Today’s New York Times carries a piece by James Atlas on the alleged influence of the thought of Leo Strauss on key members and advisors of the Bush administration. It was Strauss’s lifelong project to resurrect the serious study of the works of political philosophers from Xenophon, Plato, and Aristotle to Machiavelli and his heirs because he thought that they raised the permanent questions of political life. His books and essays are devoted almost in their entirety to interpreting the classic works of these political philosophers.
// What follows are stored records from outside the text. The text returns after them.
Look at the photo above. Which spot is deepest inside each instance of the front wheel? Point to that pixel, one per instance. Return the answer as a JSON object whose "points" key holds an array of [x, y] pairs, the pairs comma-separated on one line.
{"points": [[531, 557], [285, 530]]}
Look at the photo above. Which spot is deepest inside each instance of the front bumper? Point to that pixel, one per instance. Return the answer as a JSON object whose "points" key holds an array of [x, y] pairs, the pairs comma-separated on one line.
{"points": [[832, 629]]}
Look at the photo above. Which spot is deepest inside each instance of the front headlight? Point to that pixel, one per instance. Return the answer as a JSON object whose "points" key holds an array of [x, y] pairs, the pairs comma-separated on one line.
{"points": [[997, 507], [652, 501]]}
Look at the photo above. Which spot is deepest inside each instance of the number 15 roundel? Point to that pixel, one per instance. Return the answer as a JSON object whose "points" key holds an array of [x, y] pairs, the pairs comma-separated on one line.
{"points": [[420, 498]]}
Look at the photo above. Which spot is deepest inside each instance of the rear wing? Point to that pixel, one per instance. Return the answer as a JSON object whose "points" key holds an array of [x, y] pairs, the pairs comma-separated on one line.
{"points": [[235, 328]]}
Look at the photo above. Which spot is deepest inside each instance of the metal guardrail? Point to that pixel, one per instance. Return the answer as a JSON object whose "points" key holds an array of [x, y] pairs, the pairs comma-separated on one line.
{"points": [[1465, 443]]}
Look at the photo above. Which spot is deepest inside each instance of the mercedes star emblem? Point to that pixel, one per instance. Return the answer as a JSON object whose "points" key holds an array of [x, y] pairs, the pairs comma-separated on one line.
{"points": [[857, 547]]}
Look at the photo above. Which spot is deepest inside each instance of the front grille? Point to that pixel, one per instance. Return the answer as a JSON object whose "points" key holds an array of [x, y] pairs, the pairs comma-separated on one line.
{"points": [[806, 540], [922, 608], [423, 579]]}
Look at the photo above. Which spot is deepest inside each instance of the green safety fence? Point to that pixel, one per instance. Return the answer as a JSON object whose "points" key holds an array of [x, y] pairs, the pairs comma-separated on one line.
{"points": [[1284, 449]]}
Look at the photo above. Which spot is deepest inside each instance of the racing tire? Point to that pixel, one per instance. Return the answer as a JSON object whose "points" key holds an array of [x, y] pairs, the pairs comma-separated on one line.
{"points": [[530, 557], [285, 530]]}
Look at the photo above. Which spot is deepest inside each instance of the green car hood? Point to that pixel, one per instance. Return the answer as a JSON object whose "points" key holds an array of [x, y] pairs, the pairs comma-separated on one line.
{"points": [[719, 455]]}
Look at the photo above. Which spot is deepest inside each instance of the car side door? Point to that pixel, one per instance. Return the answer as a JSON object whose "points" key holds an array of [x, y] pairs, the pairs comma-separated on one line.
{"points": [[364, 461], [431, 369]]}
Strauss died in 1973 and his public comments on political events during his lifetime were limited; they seem to me to have referred mostly to the Cold War. He detested tyranny and its modern variant, totalitarianism. Strauss did criticize certain trains of thought as inherently contradictory and untenable, such as the relativism of modern social science. Anyone who has ever read a single essay or book by Strauss knows how difficult it is to derive an opinion applicable to current issues from Strauss’s works. The last three books published before he died, for example, were devoted to works of Xenophon, a writer whom Strauss greatly admired.
Perhaps not surprisingly, the article in today’s Times is incredibly crude and offfensive. I can’t find a single fact in it that demonstrates the influence of Strauss on the identified individuals. It does not state expressly that the few individuals identified as Straussians influential with the Bush adminstration–Paul Wolfowitz, Richard Perle, and William Kristol–are students of students of Strauss, with their own special interests and emphases. Yeterday they were nefarious Jewish neo-cons; today the Times dubs them “Leo-cons.” I found the article of interest because of the subject and because of the quotations from the individuals identified as Straussians. The article is “A classicist’s legacy: New empire builders.”